[7 - In early autumn of 329 BC, Alexander marched to Maracanda in three days and nights to see Spitamenes vanish in thin air. He re-crossed the Oxus to winter in Bactra. Arrival of reinforcements from Macedonia.]
In early autumn 329 BC, as soon as he could manage health-wise, Alexander marched to Maracanda to find Spitamenes and avenge the recent cruel ambush of his envoys. Alexander was never in for half measures, and he proved it once again, covering a good 180 miles from Alexandria-Eschate to Maracanda in three days and nights, the fastest march of his life (an average of some 45 miles a day!). He must have had an iron constitution to travel at such high speed after suffering the discomforts of dysentery and his recent wounds. The loss of the 2,000 good men in Maracanda must have hit him hard.
Spitamenes meanwhile had attacked Maracanda a second time, but as soon as he was informed of Alexander’s approach, he quickly withdrew. Alexander set in pursuit, but his enemy’s lead was too great. In this process, Alexander passed the ghostly battlefield where his troops had lost their lives a few months earlier and arranged for a decent burial. In his anger, he ordered to sweep the entire valley of the Polytimetus River, modern Zeravshan still running past Samarkand. His instructions were clear, every house and every village should be taken down, all the crops burnt, and any person sympathizing with Spitamenes should be killed. I wonder how many questions the enraged Macedonians bothered to ask before killing…
These measures only put more oil on the fire with the Bactrians and the Sogdians. Most of their towns were now in ruins, the population wiped out, they had nothing to lose, and their only hopes lay with Spitamenes. Personally, I think it is about this time that the new Great King realized that warfare in this part of his empire was entirely different from his well-planned, well-drilled, and well-executed battlefields.
With the fast-approaching winter at his doorstep, Alexander left 3,000 men on guard in Bactria and retired to Bactra, where enough provisions had been stored to sustain the severe winter months. The good news must have been that the highly needed and long-expected reinforcements finally arrived from Macedonia, 22,000 fresh Greek mercenaries sent out by Antipater.
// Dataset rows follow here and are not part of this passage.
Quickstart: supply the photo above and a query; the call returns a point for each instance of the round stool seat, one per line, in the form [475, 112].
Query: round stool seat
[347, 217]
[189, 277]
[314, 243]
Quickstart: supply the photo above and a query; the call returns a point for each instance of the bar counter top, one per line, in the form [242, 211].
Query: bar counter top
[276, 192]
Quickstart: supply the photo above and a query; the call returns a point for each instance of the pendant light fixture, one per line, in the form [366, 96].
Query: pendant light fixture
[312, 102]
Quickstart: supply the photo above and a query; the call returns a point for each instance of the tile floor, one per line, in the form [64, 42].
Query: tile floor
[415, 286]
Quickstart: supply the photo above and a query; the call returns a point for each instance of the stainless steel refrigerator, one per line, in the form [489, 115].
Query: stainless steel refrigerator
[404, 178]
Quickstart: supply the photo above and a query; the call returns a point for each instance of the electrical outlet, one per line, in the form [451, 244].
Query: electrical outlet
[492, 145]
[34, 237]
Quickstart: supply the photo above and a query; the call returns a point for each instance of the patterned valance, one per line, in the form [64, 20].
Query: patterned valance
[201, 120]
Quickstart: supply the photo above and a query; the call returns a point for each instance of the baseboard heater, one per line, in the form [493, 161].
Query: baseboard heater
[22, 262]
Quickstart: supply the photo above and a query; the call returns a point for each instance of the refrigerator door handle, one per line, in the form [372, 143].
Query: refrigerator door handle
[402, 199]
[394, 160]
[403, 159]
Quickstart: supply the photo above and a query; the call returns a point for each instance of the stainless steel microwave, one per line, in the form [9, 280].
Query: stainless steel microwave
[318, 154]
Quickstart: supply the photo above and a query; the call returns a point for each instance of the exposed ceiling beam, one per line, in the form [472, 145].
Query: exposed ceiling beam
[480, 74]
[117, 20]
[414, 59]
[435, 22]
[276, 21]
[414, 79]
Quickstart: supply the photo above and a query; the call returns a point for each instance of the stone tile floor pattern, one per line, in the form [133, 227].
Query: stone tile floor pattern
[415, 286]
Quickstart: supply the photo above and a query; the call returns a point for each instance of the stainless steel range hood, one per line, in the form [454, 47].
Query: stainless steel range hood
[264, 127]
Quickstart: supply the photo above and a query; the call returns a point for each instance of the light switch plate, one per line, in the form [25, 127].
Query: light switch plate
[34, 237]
A welcome boost to manpower and morale, no doubt.
I just can’t believe I have arrived in Samarkand myself, the Maracanda of the Greeks and the Afrasiab of antiquity! The very name rings like Baghdad, Babylon, or Persepolis, an unknown world as far as I’m concerned somewhere in the Orient. No wonder for Samarkand is one of the oldest cities in the world, although opinions differ widely when it comes to dating its origins. However, we are sure that the Persian Achaemenids ruled the local tribes from the 6th to the 4th century BC. With the arrival of Alexander the Great in 329 BC, Maracanda occupied a key position and became an important business center thanks to its impregnable citadel surrounded by a more than ten kilometers long city wall, which in later centuries even kept the Arabs out. But the arrival of Islam and the hordes of Genghis Khan could not be stopped. Golden times blessed the city when Tamerlane declared Samarkand the capital of his empire that reached from the Bosporus to the Indus. Today’s treasures of Samarkand are to be found in the mosques, madrassa’s and mausoleums Tamerlane left us, unique beauties that are luckily added to the World Heritage List of UNESCO. Samarkand is also closely linked to the Silk Road, situated on the crossroad of two main routes, one running from Persia in the west to China in the east, the other running south towards India. As I said before, Alexander must have followed these same roads since they ran, in fact, on top of the Royal Roads built by the Great Kings over the centuries to connect their many palaces and to quickly move their armies through this vast empire.
No trace of Alexander is to be found in today’s Samarkand. I’ll have to go to neighboring Afrasiab, constantly inhabited until the Mongols arrived here in 1220 and leveled the proud city upon explicit orders of Genghis Khan. Those who survived these terrors fled the premises and chose to settle at the edge of the foothill, and this is where today’s Samarkand is still shining. I’ll be visiting Afrasiab, of course. [See: Part 10, Afrasiab, ancient Samarkand]
A year later, Alexander is back for another sweep-up along the Polytimetus and its tributaries to demonstrate his power and that of his army. Strangely enough, and in spite of his harsh actions, legends about Alexander still flourish in this part of the country where an Alexander River (Iskander Darya) flows out of an Alexander Lake (Iskander Kül). It is believed that he built a golden dam to create the lake and that gold particles can still be panned further downstream. Another story tells how Alexander and his trusted horse Bucephalus rise from the lake with every full moon to cross the sky (Michael Wood and Frank Holt).